El Jefe del Estado y su esposa regresaban a Valencia por tercera o cuarta vez, en esta ocasión para conocer de primera mano cómo está ejecutándose la reconstrucción de la zona afectada. El evento, por supuesto, contó con la presencia del presidente valenciano, Carlos Mazón, quien, según las crónicas, ha pasado de ser el gran ausente inicial a convertirse en el saco de boxeo favorito de las manifestaciones.
La visita real sirvió para repasar in situ la reconstrucción de la zona, un proceso que avanza con la velocidad de un caracol chapa (es decir, todos los días nos dan la chapa con algo nuevo, pero avanzar, lo que se dice avanzar, no parece tener mucho avance). Mazón, hábil en el arte de la resistencia, volvió a acompañar a los monarcas con estoicismo, y desde luego más tranquilo que en aquel primero paseo que hizo con ellos y con el presidente del Gobierno central, Pedro Sánchez, quien salió por piernas bajo la lluvia de barro que les lanzaron los vecinos desesperados.
Desde aquel día, el verdadero protagonista invisible en Valencia es Pedro Sánchez. El presidente del Gobierno, que presumió de una gestión ejemplar en la catástrofe, brilla por su ausencia en esta tierra levantina. Su visita terminó como terminó y todos recordamos, mientras Mazón, cual estatua de la dignidad, aguantaba el chaparrón junto a los reyes. Desde entonces, Sánchez solo ha pisado la comunidad en un acto bajo techo, escoltado y con el riesgo controlado. ¿Miedo al barro? ¿A las críticas? ¿O simplemente a que le manchen los zapatos de charol?

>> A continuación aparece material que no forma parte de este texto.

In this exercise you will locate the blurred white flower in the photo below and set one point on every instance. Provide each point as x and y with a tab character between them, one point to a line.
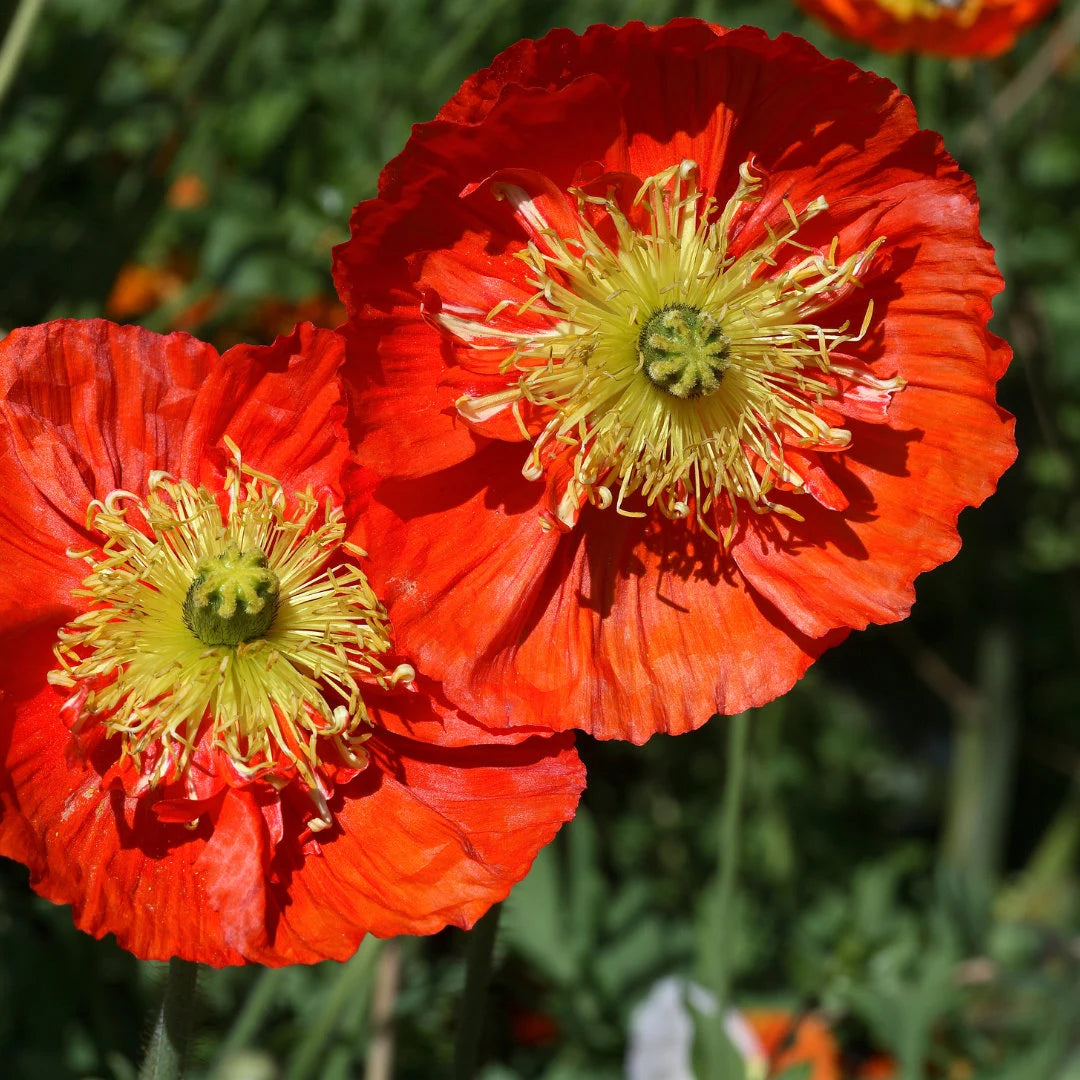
662	1029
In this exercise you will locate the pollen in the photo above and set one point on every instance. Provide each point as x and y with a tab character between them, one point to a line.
237	621
667	368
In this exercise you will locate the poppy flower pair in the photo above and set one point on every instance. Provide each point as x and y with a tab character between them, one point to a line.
666	365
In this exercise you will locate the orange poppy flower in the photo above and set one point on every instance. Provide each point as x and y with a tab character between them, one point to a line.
206	745
939	27
790	1040
671	345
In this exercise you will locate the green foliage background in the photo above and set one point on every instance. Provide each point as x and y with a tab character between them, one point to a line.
909	854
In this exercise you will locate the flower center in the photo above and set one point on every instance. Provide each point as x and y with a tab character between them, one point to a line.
232	598
684	351
963	10
233	622
740	359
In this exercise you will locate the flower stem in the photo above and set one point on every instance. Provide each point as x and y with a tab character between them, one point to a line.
166	1055
984	742
15	41
478	956
720	1061
380	1048
250	1018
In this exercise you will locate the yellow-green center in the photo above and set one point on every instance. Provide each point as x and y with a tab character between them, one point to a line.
232	597
684	351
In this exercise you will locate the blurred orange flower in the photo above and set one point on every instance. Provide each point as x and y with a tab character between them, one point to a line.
939	27
790	1039
188	191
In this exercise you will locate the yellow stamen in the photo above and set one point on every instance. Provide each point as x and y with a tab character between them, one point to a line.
274	702
670	368
966	11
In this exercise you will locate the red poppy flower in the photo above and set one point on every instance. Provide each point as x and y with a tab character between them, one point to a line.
939	27
671	346
205	747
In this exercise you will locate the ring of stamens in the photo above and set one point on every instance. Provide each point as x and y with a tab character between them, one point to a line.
756	360
278	699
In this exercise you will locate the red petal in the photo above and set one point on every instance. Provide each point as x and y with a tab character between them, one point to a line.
609	628
907	488
444	835
281	404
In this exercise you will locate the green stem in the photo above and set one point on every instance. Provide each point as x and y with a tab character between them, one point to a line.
351	987
166	1055
721	1063
15	41
251	1016
981	780
478	955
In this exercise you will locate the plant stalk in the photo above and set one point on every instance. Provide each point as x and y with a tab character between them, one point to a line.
166	1055
15	41
478	955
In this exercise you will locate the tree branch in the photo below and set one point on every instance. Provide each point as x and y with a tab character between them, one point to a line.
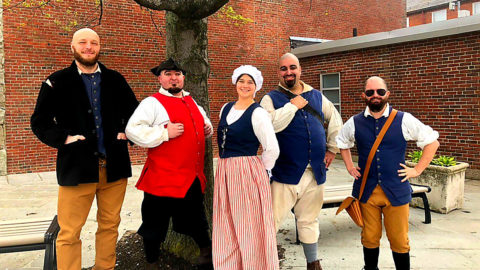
189	9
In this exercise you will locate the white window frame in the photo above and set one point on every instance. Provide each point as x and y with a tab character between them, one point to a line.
475	8
442	13
339	103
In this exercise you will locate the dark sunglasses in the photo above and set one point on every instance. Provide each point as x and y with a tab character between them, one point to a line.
380	92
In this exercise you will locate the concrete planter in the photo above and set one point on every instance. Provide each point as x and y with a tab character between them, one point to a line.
447	185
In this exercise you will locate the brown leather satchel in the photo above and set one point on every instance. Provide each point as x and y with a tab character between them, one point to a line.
352	204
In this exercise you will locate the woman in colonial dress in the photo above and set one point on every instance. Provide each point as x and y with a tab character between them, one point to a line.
244	234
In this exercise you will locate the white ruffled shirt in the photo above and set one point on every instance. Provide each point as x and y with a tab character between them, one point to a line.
412	130
146	126
263	129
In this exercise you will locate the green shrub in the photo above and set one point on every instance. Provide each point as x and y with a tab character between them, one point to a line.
444	161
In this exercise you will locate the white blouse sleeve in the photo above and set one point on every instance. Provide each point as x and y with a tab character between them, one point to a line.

Mazón, en cambio, se ha convertido en el showman involuntario de la política valenciana. Sus apariciones públicas son un imán para protestas que oscilan entre lo patético (cuatro personas con megáfono) y lo épico (miles exigiendo responsabilidades). Pero él sigue ahí, repartiendo sonrisas tensas y cronologías contradictorias, mientras Sánchez no es que no acuda a Valencia, es que ni habla del tema en Madrid.
La ironía es tan densa como el barro seco de aquellos días: si el Gobierno central lo hizo todo tan bien, ¿por qué su máximo representante evita las calles como un vampiro al sol? Sánchez podría argumentar que prefiere no desviar atención de la reconstrucción, pero lo cierto es que su estrategia de invisibilidad ha logrado algo inédito: que a él no lo abucheen… porque simplemente no está.
Mientras Mazón asume el papel de villano local —abucheado, pero presente—, Sánchez escribe desde Madrid un manual sobre cómo evitar pitidos con una fórmula infalible: no aparecer. Eso sí, el presidente socialista debería recordar que, en política, la ausencia prolongada se confunde con el desinterés. O, peor aún, con el miedo.
Y mientras Valencia se reconstruye, una pregunta flota en el aire: ¿por qué no se atreve a pisar Valencia?
Por ahora, sus zapatos relucientes —y su ausencia— dan la respuesta.